Three works in this exhibition provide the most exciting points of conflation between ideas in and around abstraction, architecture and space. George Johnson’s Sonata No.1, 6.2.2005 uses acrylic on canvas to convey dynamism of form and colour in an arrhythmic abstraction. Sandra Selig’s volumetric sci-fi installation Time isn’t holding us explodes a geometric web of white elastic from rock and Stephen Bram’s Untitled (Two Point Perspective) pigment print on paper obsessively overlays black lines to provide an intensely warped moment of amplified architectural drawing.

Discussing each artist in detail, Barnes cites various influences and antecedents to these works from Bauhaus to Minimalism-Conceptualism and examines the traditions and contemporary relevance of Modernism within an international and Australian art context. Abstraction/Architecture/Space is an exciting exploration of new developments in non-objective art and contemporary modes of abstraction.
Meredith Turnbull

*****
RMIT’s glass-fronted Project Space is more retail showroom than abstracted white cube. A sense of overwhelming transparency dominates, one is caught in the glare of the high beam – nowhere to run, nowhere to hide. It’s the type of paralysis we see in retail display.

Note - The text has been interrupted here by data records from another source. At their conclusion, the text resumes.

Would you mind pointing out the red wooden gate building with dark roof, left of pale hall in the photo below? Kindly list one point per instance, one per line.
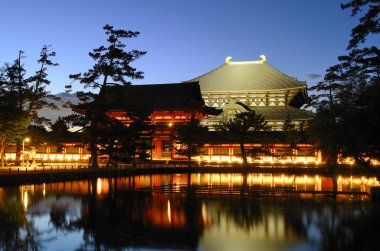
(169, 104)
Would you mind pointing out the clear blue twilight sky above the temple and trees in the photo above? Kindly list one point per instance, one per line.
(183, 38)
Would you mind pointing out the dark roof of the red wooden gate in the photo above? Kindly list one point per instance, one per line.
(177, 96)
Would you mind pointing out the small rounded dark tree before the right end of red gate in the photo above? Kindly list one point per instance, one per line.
(190, 137)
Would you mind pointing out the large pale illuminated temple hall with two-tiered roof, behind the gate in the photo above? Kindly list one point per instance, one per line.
(237, 86)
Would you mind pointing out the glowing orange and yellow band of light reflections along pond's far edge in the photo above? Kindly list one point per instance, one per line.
(144, 183)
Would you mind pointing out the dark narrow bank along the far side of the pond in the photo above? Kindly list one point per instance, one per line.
(53, 175)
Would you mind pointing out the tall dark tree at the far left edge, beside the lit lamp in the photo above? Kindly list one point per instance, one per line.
(22, 97)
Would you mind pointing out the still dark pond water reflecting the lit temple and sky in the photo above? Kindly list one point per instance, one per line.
(124, 214)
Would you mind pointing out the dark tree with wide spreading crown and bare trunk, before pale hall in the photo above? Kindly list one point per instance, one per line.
(242, 128)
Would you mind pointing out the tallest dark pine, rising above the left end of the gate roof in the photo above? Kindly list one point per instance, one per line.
(111, 63)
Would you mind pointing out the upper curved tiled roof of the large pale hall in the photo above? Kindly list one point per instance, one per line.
(246, 76)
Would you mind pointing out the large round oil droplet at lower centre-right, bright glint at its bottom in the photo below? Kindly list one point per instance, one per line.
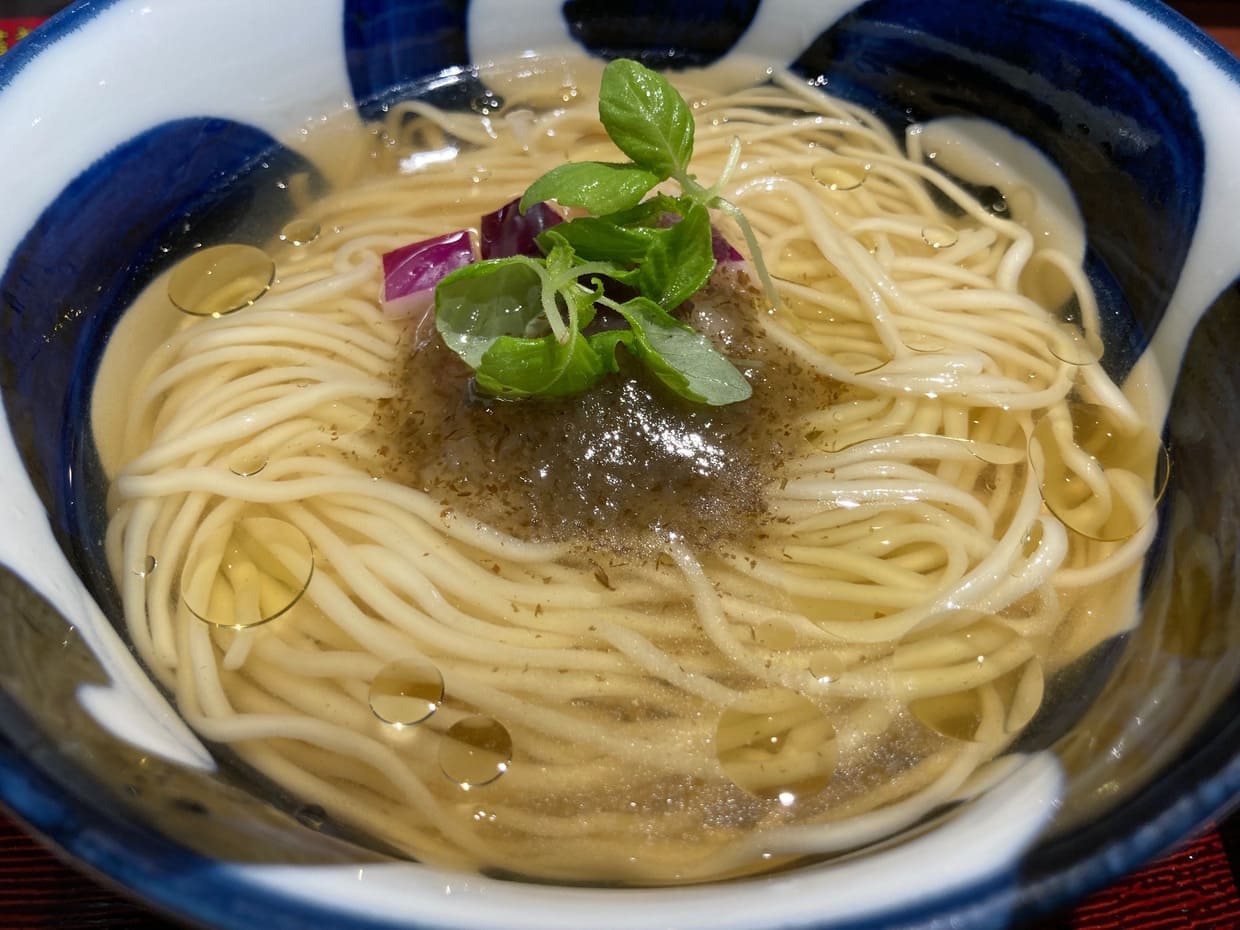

The current exhibition Abstraction, Architecture, Space, curated by Justin Andrews, creates a light, yet self-assured footprint in this display cabinet. Drawing on the over-exposed conditions as a metaphoric and material opportunity, the show flows easily between specific responses to the gallery environs and a more generalised hermeticism, typical of historical abstraction.

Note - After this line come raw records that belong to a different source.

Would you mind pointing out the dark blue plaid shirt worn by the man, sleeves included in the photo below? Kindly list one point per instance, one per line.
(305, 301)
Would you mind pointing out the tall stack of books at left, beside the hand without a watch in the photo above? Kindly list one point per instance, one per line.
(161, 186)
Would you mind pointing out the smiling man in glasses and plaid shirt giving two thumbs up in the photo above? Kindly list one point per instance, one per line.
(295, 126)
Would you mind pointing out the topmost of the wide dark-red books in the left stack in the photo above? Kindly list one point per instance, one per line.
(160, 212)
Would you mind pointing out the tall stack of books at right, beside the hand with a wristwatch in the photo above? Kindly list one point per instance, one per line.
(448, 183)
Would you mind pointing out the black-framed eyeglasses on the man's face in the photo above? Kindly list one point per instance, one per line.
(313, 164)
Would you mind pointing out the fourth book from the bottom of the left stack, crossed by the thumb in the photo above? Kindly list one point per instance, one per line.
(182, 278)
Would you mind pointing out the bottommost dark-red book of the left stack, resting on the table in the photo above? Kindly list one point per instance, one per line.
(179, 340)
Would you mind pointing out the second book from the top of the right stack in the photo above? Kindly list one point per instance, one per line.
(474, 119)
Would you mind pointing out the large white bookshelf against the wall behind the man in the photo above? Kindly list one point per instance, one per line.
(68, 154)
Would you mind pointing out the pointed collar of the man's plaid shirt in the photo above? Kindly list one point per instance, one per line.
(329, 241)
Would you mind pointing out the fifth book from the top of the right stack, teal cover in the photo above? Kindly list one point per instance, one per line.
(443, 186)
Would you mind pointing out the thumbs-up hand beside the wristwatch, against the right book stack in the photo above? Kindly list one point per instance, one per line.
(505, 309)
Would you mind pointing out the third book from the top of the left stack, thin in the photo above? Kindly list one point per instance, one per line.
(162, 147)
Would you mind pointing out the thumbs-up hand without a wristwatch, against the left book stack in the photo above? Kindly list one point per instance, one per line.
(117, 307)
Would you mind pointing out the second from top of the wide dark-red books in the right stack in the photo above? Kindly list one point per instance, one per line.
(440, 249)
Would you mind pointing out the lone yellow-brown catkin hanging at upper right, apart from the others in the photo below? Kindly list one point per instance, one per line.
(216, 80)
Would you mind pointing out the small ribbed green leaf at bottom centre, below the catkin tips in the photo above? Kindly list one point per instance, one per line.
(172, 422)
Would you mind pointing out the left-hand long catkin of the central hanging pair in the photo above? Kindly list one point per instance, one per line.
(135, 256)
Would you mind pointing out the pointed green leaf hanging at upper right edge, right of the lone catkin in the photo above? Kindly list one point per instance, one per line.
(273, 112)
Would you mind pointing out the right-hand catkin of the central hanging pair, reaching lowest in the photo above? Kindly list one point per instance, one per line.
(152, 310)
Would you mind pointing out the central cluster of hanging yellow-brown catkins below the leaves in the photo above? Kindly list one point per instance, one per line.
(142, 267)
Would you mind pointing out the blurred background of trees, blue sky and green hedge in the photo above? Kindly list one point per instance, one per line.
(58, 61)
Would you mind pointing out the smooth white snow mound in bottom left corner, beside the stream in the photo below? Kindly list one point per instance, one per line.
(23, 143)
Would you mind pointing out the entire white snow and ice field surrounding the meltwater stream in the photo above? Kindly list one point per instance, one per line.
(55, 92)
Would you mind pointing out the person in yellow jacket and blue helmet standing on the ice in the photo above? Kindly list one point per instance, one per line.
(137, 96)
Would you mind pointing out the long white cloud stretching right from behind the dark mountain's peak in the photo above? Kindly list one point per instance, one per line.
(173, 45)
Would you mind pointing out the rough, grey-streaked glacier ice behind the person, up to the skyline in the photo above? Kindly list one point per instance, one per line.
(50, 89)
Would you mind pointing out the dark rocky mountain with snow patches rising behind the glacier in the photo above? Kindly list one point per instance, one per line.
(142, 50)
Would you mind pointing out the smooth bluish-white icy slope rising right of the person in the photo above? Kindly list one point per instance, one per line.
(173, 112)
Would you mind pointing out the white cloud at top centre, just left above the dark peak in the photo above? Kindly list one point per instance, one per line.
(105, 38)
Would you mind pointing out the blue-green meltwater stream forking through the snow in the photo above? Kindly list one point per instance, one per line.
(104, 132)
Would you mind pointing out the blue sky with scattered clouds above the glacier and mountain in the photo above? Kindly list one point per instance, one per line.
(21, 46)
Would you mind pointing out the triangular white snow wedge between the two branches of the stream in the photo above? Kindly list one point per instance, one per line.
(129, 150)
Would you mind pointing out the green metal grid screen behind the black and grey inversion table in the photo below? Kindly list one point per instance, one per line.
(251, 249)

For example, Stephen Bram’s work Untitled (Two Point Perspective) is wryly hung directly opposite the front glass wall. Rather than a face-off between the contained art object and the random, moving images of the street, this small, framed work acts as a projector of the prevailing conditions, without getting specific about it. Bram’s outreaching refractions break through the frame, creating a sense of continuum with the present, encapsulating the responsive sense the show has as a whole.

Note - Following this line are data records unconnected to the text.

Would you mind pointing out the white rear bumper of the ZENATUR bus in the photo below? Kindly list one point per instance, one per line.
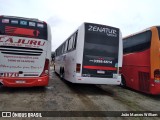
(97, 80)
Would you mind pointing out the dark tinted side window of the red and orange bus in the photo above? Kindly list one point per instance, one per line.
(137, 42)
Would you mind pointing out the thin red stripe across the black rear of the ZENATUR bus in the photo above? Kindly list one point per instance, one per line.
(99, 68)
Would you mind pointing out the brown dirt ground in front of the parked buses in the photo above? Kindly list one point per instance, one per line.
(64, 96)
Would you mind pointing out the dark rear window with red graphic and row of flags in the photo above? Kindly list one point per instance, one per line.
(23, 28)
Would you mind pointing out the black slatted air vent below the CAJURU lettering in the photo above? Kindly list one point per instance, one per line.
(21, 50)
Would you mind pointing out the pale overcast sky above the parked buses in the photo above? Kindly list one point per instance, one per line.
(65, 16)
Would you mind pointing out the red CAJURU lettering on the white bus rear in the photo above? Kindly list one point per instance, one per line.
(21, 41)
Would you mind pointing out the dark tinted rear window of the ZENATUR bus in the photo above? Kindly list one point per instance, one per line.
(99, 43)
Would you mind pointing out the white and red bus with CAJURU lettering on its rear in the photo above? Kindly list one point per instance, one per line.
(25, 50)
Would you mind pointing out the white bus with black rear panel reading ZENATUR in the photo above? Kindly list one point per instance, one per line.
(92, 55)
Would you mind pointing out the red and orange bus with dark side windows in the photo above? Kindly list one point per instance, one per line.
(141, 61)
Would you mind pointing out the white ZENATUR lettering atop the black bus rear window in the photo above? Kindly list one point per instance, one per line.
(102, 29)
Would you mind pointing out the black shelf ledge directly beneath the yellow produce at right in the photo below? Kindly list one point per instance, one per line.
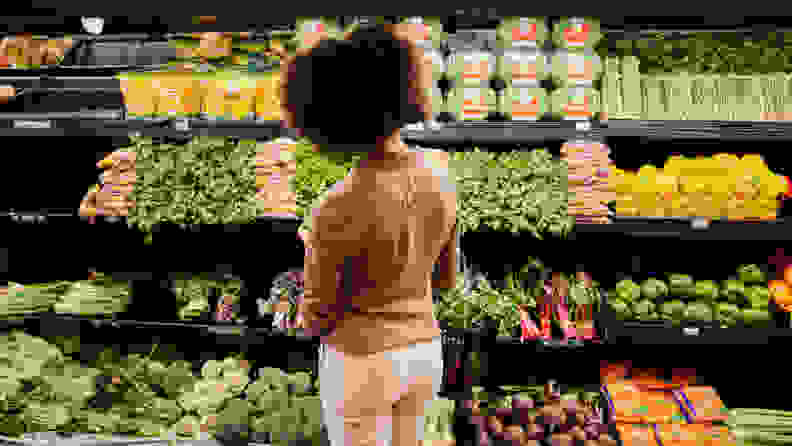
(694, 229)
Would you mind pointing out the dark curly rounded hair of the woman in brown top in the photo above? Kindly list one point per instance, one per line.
(346, 95)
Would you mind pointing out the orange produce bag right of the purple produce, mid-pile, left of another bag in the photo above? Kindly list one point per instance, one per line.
(631, 403)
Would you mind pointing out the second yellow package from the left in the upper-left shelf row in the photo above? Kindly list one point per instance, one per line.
(179, 94)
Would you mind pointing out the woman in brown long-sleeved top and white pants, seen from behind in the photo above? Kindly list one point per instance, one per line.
(375, 236)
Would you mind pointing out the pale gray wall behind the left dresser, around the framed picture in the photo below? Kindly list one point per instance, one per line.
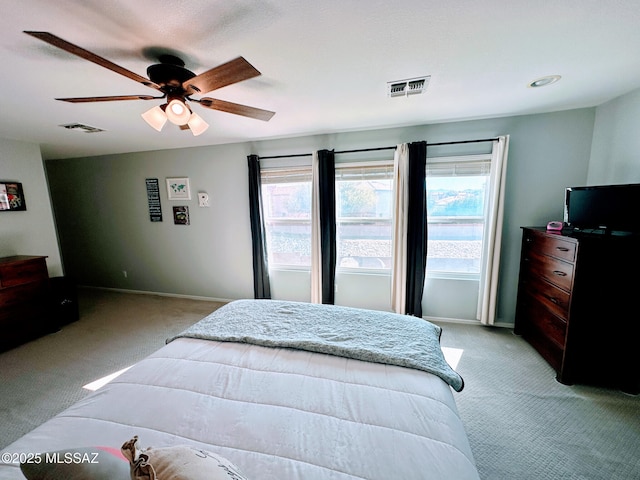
(30, 232)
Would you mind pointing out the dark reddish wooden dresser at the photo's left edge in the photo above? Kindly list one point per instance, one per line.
(24, 299)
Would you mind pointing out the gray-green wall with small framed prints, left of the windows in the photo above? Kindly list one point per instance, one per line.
(103, 219)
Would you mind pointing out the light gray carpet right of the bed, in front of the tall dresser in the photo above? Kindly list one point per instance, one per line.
(523, 424)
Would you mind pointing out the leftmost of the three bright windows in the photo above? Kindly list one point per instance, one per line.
(286, 200)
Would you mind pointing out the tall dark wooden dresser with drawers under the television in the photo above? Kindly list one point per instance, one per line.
(578, 302)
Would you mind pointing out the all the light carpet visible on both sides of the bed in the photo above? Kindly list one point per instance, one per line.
(521, 423)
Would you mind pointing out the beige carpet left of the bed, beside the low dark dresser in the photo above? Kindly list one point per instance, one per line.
(43, 377)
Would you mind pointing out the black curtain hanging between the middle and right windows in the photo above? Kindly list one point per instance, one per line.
(416, 228)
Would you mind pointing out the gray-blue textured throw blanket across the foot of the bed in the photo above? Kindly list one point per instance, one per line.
(367, 335)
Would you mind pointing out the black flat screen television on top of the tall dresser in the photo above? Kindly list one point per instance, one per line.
(603, 208)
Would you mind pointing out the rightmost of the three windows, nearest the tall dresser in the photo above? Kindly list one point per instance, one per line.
(456, 193)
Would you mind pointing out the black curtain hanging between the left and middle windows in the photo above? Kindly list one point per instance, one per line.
(327, 187)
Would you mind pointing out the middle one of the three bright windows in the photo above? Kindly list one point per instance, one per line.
(364, 205)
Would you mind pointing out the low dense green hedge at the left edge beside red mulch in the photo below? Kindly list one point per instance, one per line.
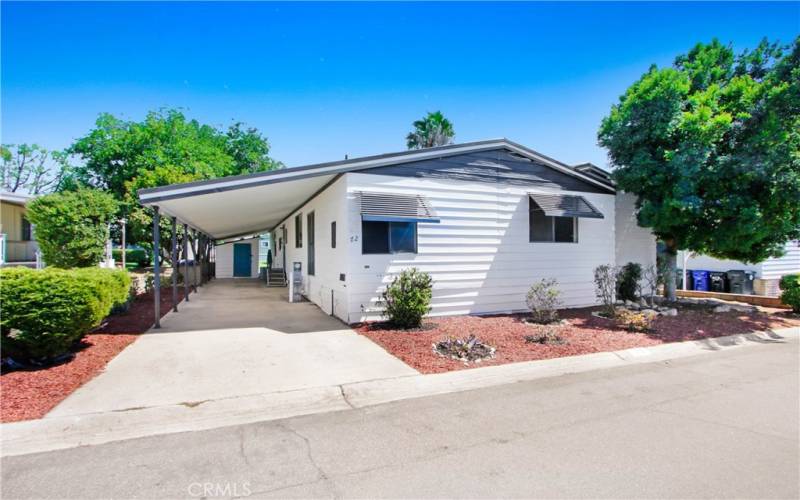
(45, 312)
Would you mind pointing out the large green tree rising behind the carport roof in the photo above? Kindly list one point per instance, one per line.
(123, 156)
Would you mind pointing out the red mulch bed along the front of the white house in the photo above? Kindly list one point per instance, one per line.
(584, 334)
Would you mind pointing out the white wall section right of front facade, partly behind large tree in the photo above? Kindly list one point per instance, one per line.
(633, 243)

Rather than a testament to the survival-machine status of Modernist abstraction, the works, and the way they come together, are as resolutely about now as any more fashionable takes on relativism. The familiar sense of high-mindedness typical to the idiom is not apologetically undermined, rather, the continuing dilemma of being in the world – of conjecture, potentiality and process – reigns over any sense of aloofness or estrangement. Revisionism is not on the agenda.
Adrien Allen

*****
(see details for this exhibition on the post below)
It's great when artists can pull off a curated show with a fancy essay, nice catalogue and impressive mix of works. As an artist you can maintain the autonomy of a practice and closeness to your peers, while I guess as a curator type you're always torn between choosing specific works to feed the 'vision' of the show and teasing out new works by artists to extend their practices and take a few risks. Both can be said of this show by Justin Andrews, who has succeeded in defining links between abstraction and architecture by inviting a handful of this country’s foremost spatial/abstract practitioners to live the dream. Each work has been carefully selected to occupy a specific space within the gallery and each space within the gallery has been occupied nicely. I forgot about the premise and just enjoyed seeing a bunch of great works working together.